Ike arrives with seconds to spare, and joins Vol and Captain Jansen on the bridge as the ship blasts out of spacedock. Jansen then returns to her cabin, while Vol and Ike settle in for the flight and wonder what's up with their new captain. Why the rush to leave? Why is she packing such a heavy-duty firearm? Jansen seems too bright and ambitious for this dirty job; perhaps she's been demoted after having a row with someone on the space corps executive. Whatever the case, she's not your average scrapship captain...

Thanks to the Doctor's sonic screwdriver, he and Charley get into the Vanguard's waste bays moments before the ship leaves Garazone Central. As they search for the cargo hold containing the TARDIS, the Doctor explains to Charley that this ship is rather like an interplanetary dustcart, roaming the areas between the distant space lanes and picking up the rubbish collecting there. Charley is offended by the poorly maintained service areas, but the Doctor is more puzzled by the fact that he can sense the vibrations of a interstellar drive being pushed to its limits. Where are they going in such a hurry? Just as they find the TARDIS, the engines suddenly cut out -- quite a dangerous manoeuvre. The Doctor decides to get off this ship as quickly as possible, before the crew fly it to pieces.

Vol and Ike have cut power to the engines to prevent a collision with a massive, abandoned star destroyer, but the Vanguard was going too quickly when the proximity alarms went off, and even full reverse thrust isn't enough to stop their ship in time. Jansen orders them to re-initiate the hyperdrive and set it for a three-nanosecond reverse burst -- another dangerous manoeuvre, but one which saves them. It doesn't do much good for the TARDIS, however. The Doctor has patched his own ship's scanner into the Vanguard's systems and spotted the star destroyer outside; realising that the ships are about to collide, he attempts to dematerialise, just as Deeva fires up the warp engines. The TARDIS is caught in the warp field, causing a surge of temporal feedback in its time core. The Doctor materialises immediately, and he and Charley are forced to abandon the TARDIS before the temporal feedback lashes out into the console room. Ramsay should be safe enough -- the Time Vortex is his natural habitat, and the release of temporal energy might even be good for him -- but the Doctor and Charley will be stuck outside the TARDIS until the energy has dissipated. As it happens, the TARDIS has materialised on board the star destroyer, and the Doctor decides to explore...

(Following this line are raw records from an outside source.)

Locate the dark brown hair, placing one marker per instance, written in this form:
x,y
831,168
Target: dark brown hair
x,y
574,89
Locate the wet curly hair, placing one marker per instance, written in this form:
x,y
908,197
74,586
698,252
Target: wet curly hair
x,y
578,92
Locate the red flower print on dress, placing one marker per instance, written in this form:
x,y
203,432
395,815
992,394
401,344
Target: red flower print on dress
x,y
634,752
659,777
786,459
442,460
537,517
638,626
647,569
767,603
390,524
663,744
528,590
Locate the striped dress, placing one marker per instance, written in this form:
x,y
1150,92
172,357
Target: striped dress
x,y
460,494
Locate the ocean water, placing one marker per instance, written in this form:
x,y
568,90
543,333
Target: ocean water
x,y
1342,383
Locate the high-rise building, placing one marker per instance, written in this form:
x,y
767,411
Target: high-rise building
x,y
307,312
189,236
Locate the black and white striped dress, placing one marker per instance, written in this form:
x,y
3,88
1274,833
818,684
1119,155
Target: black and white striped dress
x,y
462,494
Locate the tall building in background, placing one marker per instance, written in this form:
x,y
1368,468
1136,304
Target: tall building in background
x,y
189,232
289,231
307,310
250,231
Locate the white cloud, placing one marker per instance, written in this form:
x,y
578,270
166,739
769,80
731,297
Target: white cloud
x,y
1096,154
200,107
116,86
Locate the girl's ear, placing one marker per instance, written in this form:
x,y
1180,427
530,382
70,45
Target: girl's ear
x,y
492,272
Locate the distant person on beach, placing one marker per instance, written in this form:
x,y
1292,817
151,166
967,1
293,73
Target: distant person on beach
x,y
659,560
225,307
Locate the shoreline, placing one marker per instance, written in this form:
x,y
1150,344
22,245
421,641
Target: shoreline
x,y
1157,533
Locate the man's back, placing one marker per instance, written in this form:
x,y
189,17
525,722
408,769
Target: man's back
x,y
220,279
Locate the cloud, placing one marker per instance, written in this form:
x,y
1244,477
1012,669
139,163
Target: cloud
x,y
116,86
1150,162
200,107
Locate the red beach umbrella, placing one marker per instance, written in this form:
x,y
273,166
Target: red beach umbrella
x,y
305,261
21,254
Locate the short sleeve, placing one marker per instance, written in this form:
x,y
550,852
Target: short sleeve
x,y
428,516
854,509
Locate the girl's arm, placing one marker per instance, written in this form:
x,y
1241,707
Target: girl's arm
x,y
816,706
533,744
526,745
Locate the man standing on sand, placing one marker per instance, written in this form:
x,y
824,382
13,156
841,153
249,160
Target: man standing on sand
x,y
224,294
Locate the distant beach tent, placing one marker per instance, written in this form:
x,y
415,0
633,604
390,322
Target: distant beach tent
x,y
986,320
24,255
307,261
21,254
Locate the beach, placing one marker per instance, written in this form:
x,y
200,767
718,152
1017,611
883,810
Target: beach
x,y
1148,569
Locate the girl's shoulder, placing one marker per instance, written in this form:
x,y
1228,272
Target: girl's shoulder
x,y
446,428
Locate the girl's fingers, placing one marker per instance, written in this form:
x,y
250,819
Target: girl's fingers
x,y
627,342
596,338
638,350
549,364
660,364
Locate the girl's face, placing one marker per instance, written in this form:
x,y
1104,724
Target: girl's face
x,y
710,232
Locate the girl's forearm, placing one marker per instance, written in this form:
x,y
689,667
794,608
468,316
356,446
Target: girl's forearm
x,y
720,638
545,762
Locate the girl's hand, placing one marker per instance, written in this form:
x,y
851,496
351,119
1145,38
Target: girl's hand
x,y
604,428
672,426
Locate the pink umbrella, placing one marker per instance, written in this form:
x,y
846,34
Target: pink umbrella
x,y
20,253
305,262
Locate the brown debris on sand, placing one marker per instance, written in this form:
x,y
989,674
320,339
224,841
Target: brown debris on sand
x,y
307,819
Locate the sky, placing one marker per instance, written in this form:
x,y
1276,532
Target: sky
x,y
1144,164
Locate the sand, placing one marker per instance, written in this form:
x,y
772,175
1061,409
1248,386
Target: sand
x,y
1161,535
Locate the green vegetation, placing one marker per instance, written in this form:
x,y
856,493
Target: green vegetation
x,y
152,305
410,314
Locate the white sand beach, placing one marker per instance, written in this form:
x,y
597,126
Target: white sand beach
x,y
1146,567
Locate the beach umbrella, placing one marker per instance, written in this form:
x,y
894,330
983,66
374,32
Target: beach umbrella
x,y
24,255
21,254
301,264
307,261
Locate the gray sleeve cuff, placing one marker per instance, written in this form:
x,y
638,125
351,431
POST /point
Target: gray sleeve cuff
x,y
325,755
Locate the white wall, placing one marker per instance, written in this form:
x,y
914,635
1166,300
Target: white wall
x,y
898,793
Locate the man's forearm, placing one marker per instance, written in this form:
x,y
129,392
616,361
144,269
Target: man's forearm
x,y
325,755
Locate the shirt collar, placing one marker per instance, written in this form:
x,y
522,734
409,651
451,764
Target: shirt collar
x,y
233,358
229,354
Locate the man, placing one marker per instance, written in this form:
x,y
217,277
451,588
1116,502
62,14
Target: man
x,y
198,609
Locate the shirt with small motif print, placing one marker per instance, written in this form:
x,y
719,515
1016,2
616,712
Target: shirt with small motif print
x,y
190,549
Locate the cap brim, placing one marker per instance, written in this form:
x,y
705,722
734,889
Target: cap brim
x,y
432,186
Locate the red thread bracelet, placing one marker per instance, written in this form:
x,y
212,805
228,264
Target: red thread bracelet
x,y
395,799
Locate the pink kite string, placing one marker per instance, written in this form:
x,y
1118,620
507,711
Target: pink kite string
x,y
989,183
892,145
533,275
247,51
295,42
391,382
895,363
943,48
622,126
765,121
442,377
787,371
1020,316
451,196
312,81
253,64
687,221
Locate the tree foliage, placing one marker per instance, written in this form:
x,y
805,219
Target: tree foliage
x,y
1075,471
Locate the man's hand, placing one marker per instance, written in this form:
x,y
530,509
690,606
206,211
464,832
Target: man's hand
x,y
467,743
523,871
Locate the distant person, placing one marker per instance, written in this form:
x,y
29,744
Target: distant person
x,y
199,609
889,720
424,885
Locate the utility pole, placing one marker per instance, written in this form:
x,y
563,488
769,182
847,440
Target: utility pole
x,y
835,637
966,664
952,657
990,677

Deeva runs into a problem while trying to get her recon team over to the destroyer; she's met her match in the team leader, Grash. Standard operating procedure is for the scrapship to link to the abandoned vessel with a docking tube, but the destroyer's airlock is too large, and Grash refuses to spacewalk; it's not in his contract. Deeva is forced to resort to offering them all double bonuses, and the team members -- Grash, Chev, and Kelsey -- suit up and cross over to the destroyer. Deeva returns to the bridge, where she finds Ike hacking into her command terminals to learn more about the star destroyer. It's been spotted before, but no other scrapship was willing to take on a job of this size; but that's all he learns before a top-priority security block closes down the data. The only way for him to learn more about the destroyer is through the ship's secure terminal, and only Deeva has access to that.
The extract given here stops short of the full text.